L’assoluta fede del protagonista nei confronti dell’accumulo viene dunque brutalmente stroncata dai limiti ben precisi della prigione/safe-room in cui l’ascensore si trasforma dopo pochi minuti, costringendolo quinidi a vivere in rapida successione una serie di momenti topici dinanzi ai quali la sua attitudine alla prassi, la sua prontezza, viene rimpiazzata da una totale inadeguatezza, sperimentando in poco tempo situazioni diverse che fanno il verso appunto ai topoi dello horror classico, dalle copiose quantità di sangue di cui non tollera la vista ai momenti di raggelante umorismo – quel “come cazzo si chiamava questa?” con cui maledice se stesso per non riuscire a ricordarsi il nome della stagista a cui deve chiedere aiuto è un geniale punta di fantozziana ironia in un contesto totalmente altro.

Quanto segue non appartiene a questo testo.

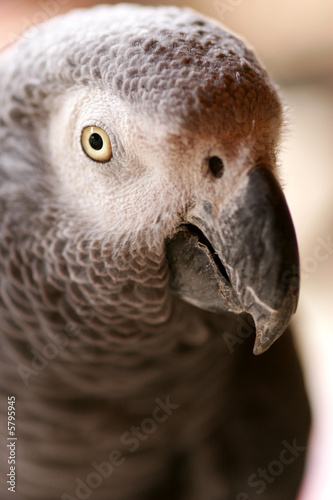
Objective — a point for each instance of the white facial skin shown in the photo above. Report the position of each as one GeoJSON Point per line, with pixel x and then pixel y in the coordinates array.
{"type": "Point", "coordinates": [155, 170]}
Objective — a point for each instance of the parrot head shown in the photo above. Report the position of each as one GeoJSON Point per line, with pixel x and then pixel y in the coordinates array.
{"type": "Point", "coordinates": [157, 129]}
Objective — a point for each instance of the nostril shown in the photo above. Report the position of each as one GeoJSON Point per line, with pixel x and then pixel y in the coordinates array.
{"type": "Point", "coordinates": [216, 166]}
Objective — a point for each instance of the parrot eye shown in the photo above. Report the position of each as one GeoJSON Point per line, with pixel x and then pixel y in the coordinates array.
{"type": "Point", "coordinates": [96, 144]}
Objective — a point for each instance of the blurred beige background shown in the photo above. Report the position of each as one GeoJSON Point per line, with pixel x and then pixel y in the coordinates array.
{"type": "Point", "coordinates": [294, 39]}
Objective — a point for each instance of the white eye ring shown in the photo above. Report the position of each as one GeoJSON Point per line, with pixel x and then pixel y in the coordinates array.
{"type": "Point", "coordinates": [96, 144]}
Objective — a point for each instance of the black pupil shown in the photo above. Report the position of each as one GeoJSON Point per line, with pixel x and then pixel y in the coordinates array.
{"type": "Point", "coordinates": [96, 141]}
{"type": "Point", "coordinates": [216, 166]}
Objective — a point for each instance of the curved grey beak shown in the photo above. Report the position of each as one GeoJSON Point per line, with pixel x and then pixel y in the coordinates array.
{"type": "Point", "coordinates": [253, 246]}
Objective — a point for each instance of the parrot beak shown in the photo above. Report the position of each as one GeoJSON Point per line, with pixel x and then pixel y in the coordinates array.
{"type": "Point", "coordinates": [245, 259]}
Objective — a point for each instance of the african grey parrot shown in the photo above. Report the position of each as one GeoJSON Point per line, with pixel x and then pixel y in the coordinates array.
{"type": "Point", "coordinates": [145, 242]}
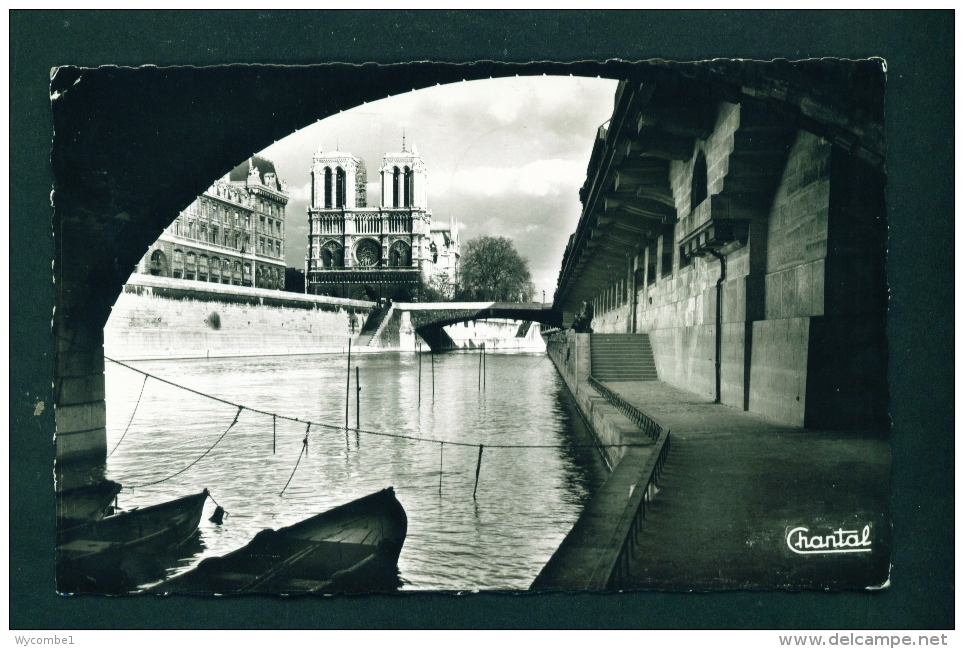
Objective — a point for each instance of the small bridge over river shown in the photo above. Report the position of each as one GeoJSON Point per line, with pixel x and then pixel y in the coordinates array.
{"type": "Point", "coordinates": [401, 324]}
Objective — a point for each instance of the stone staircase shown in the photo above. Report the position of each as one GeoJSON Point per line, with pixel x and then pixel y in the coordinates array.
{"type": "Point", "coordinates": [622, 357]}
{"type": "Point", "coordinates": [372, 325]}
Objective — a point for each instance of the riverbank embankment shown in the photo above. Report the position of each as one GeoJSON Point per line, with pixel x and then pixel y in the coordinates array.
{"type": "Point", "coordinates": [163, 318]}
{"type": "Point", "coordinates": [743, 502]}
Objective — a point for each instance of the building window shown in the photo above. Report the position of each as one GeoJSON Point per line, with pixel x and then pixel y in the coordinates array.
{"type": "Point", "coordinates": [684, 259]}
{"type": "Point", "coordinates": [700, 182]}
{"type": "Point", "coordinates": [651, 265]}
{"type": "Point", "coordinates": [669, 240]}
{"type": "Point", "coordinates": [399, 255]}
{"type": "Point", "coordinates": [408, 187]}
{"type": "Point", "coordinates": [158, 263]}
{"type": "Point", "coordinates": [395, 175]}
{"type": "Point", "coordinates": [340, 188]}
{"type": "Point", "coordinates": [327, 188]}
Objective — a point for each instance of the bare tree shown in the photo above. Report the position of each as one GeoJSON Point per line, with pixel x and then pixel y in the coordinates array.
{"type": "Point", "coordinates": [492, 270]}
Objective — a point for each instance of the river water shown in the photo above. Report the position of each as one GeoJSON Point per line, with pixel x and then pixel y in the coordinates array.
{"type": "Point", "coordinates": [527, 499]}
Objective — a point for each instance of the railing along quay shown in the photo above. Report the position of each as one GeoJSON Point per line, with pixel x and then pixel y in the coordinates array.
{"type": "Point", "coordinates": [614, 567]}
{"type": "Point", "coordinates": [633, 413]}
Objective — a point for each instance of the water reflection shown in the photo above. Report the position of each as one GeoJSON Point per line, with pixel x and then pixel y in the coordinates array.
{"type": "Point", "coordinates": [527, 499]}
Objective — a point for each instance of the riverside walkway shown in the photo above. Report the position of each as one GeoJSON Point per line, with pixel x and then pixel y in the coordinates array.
{"type": "Point", "coordinates": [735, 484]}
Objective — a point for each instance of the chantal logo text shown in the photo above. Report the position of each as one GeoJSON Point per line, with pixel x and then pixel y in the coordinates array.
{"type": "Point", "coordinates": [799, 540]}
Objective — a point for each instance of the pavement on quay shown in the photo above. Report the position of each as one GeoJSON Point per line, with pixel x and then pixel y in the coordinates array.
{"type": "Point", "coordinates": [734, 486]}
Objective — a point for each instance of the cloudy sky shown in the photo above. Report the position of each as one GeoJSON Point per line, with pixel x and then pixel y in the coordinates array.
{"type": "Point", "coordinates": [505, 157]}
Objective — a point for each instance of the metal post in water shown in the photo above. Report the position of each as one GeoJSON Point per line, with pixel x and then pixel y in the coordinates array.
{"type": "Point", "coordinates": [478, 467]}
{"type": "Point", "coordinates": [348, 386]}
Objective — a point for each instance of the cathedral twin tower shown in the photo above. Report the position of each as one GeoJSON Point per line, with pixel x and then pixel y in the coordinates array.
{"type": "Point", "coordinates": [372, 252]}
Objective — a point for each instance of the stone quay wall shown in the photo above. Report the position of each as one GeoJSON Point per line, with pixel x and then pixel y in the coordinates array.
{"type": "Point", "coordinates": [156, 318]}
{"type": "Point", "coordinates": [804, 299]}
{"type": "Point", "coordinates": [570, 353]}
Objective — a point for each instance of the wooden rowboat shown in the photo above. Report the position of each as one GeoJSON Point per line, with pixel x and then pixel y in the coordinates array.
{"type": "Point", "coordinates": [352, 547]}
{"type": "Point", "coordinates": [86, 503]}
{"type": "Point", "coordinates": [118, 552]}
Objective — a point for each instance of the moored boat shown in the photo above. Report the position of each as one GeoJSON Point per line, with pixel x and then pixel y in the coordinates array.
{"type": "Point", "coordinates": [352, 547]}
{"type": "Point", "coordinates": [85, 503]}
{"type": "Point", "coordinates": [118, 552]}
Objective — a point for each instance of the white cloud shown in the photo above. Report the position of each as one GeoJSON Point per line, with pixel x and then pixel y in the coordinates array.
{"type": "Point", "coordinates": [539, 178]}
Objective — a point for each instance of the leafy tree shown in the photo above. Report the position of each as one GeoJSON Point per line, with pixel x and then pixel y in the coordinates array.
{"type": "Point", "coordinates": [492, 270]}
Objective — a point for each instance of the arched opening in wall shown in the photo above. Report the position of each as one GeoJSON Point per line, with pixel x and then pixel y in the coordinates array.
{"type": "Point", "coordinates": [340, 188]}
{"type": "Point", "coordinates": [395, 175]}
{"type": "Point", "coordinates": [700, 181]}
{"type": "Point", "coordinates": [368, 253]}
{"type": "Point", "coordinates": [327, 188]}
{"type": "Point", "coordinates": [408, 187]}
{"type": "Point", "coordinates": [159, 264]}
{"type": "Point", "coordinates": [177, 272]}
{"type": "Point", "coordinates": [400, 255]}
{"type": "Point", "coordinates": [332, 255]}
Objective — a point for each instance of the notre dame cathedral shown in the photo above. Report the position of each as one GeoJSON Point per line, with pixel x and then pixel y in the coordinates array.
{"type": "Point", "coordinates": [370, 253]}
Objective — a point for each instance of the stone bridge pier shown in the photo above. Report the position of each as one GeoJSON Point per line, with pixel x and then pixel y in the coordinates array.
{"type": "Point", "coordinates": [415, 323]}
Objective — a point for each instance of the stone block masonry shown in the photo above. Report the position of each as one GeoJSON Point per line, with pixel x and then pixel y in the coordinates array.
{"type": "Point", "coordinates": [165, 318]}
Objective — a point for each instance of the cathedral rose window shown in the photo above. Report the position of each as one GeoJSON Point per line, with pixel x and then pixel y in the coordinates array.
{"type": "Point", "coordinates": [367, 253]}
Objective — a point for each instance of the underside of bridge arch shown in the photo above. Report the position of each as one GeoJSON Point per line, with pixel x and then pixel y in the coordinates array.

The end? L’inferno fuori quindi non sarà quindi un film originale in tutto e per tutto, ma di inedito indovina espediente e messa in scena, che non è mai poco, specie se rafforzati da una regia quadrata ma efficace, nella semplicità della quale si fa strada – vale la pena ripeterlo – il talento di un giovane regista pieno di voglia che centellina le chicche visive che tiene un passo ritmato senza mai muoversi di un passo. Movimenti di macchina precisi, E-shots sbollati dall’esterno con il grandangolo per deformare lo spazio intorno all’ascensore ed eleganti piani sequenza sono il ricco repertorio a cui attinge Misischia senza mai perdere il filo della narrazione, tenendo altissima la tensione, invece. Per lo scopo che si prefiggeva, il film è più centrato che mai, è gestito alla perfezione, e, a parte qualche scena troppo caricata (si tratta pur sempre di un “mezzo esordio”) e una struttura veramente classica potrebbe veramente andare a costituire un tassello fondamentale, insieme a pellicole come Lo chiamavano Jeeg Robot e Beautiful things, per l’inizio di una “rinascita” del cinema italiano indipendente o di genere. Una visione al cinema la merita senza dubbio alcuno.